Scalzi (Fuzzy Nation, 2011, etc.) takes a stab at metafiction—and misses.
In 2456, when Ensign Andrew Dahl is assigned to the xenobiology laboratory of the Universal Union starship Intrepid, he looks forward to participating in Away Missions. Peculiarly, however, experienced crew members invariably vanish just before the officers arrive with the mission assignments. Capt. Abernathy, science officer Q'eeng and astrogator Kerensky always go along, whether their skills are required or not, along with a handful of anonymous juniors. Worse, each mission always entails a usually unnecessary confrontation with improbable and hostile entities (ice sharks, killer robots with harpoons, Borgovian land worms) during which one or more of the hapless juniors get killed in dramatically horrible fashion. Abernathy and Q'eeng always emerge unperturbed and unscathed, while Kerensky consistently gets mangled but miraculously survives. If all this sounds like they're trapped in a bad episode of Star Trek, you're not wrong: They are.

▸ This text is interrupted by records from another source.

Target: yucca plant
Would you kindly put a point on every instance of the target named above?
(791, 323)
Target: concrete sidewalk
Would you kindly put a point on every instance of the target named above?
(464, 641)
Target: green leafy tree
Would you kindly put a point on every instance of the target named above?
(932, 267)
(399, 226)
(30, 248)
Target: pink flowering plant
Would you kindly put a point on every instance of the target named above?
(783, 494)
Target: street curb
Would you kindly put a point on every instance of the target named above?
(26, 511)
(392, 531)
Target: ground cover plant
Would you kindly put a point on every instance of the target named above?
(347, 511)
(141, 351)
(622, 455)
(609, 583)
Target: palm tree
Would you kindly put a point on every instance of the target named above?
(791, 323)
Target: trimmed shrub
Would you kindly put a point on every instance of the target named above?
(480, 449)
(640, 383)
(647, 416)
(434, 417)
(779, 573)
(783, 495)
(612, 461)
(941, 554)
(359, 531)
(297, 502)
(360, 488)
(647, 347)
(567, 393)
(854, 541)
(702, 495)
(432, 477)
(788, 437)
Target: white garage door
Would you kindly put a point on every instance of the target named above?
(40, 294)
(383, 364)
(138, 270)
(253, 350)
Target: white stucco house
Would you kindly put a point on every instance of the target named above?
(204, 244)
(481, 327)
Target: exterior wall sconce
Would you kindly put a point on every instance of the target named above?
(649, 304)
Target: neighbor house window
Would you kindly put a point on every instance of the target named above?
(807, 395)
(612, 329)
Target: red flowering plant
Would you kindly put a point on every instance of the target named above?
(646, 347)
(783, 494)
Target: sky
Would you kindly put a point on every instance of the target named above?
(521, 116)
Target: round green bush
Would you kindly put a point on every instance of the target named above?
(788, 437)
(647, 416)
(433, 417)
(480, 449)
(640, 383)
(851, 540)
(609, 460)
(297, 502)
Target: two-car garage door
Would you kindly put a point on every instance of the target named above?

Somehow, and Scalzi declines to discuss the details, the actions taking place are being dictated by the half-baked scripts of a Star Trek clone series back in 2012. This, and its entirely predictable resolution, occupies 200 pages or so. The remainder comprises three codas set in 2012 that attempt to ground the aftermath in some sort of reality. Fittingly, the starship characters, those who aren't ciphers, sound and behave like teenagers. The plot you know about. Intriguing developments, fresh ideas, dashes of originality? Forget it. It's all vaguely amusing in a sophomoric sort of way, which is fine if you're an easily diverted sophomore with a couple of hours to kill.
Check the date. If it isn't April 1st, you've been had.